Notre pays a une nouvelle fois été la proie d’un acte de terreur au cœur de sa capitale. Un fou armé a abattu froidement deux touristes venus chez nous pour soutenir leur équipe de football qui jouait un match contre la Belgique. Les images sont glaçantes, un sang-froid inouï d’un individu qui, muni d’une arme de guerre, a assassiné deux hommes puis a pris la fuite, traversant la ville avec sa kalachnikov sous le bras.
Les crimes terroristes, ces dernières années, sont commis à travers le monde au nom de l’islam. Un islam dont ces meurtriers se prévalent et qui met la communauté musulmane dans une position de fragilité extrême.
La foi est un sentiment qui se vit et qui, pour beaucoup, n’est pas exprimable par des mots ou des discours. À chaque attentat, à chaque tuerie de masse, nos concitoyens musulmans sont exhortés à aller vers un terrain où ils ne sont pas toujours le plus à l’aise, celui de la justification.
Devant la machine à café, dans la cour de récréation, sur les monticules d’un chantier… La question facile « c’est ça l’islam ? » qui sera immanquablement posée, ne suscitera encore et toujours qu’une phrase toute faite «non, ce n’est pas ça l’islam» sans que celui incité à répondre n’ait d’autres arguments à avancer, dans l’urgence.
Tous les musulmans n’ont pas le vocable idoine pour déconstruire les préjugés dont ils sont victimes. Tous les croyants ne savent pas verbaliser la force d’une croyance qui transcende la violence commise par des fous furieux qui n’ont qu’à prononcer « Allah est grand » avant d’assassiner pour être reconnus musulmans.
Il faut une force incroyable aux croyants de l’islam pour mettre une distance, au jour le jour, entre les amalgames (légions depuis le 11 septembre 2001) et la vie avec ce qu’elle exige d’obligations quotidiennes.
Cet islam de Belgique c’est la communauté musulmane qui a le devoir de le construire. S’il ne sera jamais possible de fédérer tous les acteurs du monde religieux autour d’un socle commun, il y a des actes devant lesquels ils ne peuvent se départir. Nous construisons tous et ensemble un château de cartes qu’un illuminé, d’un souffle, vient d’étaler sans crier gare.
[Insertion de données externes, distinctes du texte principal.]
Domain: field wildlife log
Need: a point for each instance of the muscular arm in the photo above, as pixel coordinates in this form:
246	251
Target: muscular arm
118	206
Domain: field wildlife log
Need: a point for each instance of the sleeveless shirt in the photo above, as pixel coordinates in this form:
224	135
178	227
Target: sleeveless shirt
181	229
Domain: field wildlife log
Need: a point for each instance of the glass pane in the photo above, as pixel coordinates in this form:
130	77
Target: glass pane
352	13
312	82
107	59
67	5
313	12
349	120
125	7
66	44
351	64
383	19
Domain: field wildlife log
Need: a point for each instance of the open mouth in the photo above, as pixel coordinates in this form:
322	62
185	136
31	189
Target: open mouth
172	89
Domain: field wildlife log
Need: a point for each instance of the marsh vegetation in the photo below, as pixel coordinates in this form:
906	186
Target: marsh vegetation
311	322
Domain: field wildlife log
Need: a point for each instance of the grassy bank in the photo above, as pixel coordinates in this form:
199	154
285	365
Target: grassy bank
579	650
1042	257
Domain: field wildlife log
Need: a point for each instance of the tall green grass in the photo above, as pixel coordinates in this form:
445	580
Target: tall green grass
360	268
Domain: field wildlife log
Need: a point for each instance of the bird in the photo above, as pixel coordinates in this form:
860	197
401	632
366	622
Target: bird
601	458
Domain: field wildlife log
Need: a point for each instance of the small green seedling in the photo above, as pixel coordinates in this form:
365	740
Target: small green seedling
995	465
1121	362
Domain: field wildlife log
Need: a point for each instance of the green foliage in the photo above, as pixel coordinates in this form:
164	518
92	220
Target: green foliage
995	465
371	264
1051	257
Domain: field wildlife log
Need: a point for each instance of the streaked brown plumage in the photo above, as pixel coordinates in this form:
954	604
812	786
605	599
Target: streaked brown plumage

Dire à l’unisson, quelles que soient les écoles religieuses, que ces actes relèvent de la barbarie dans ce qu’elle a de plus ignoble (et non pas d’une philosophie religieuse dont les desseins ont pour ambition d’offrir un équilibre de vie au croyant) doit se marteler chaque vendredi. Les responsables des mosquées ont cette lourde responsabilité et ils ne doivent pas s’y dérober.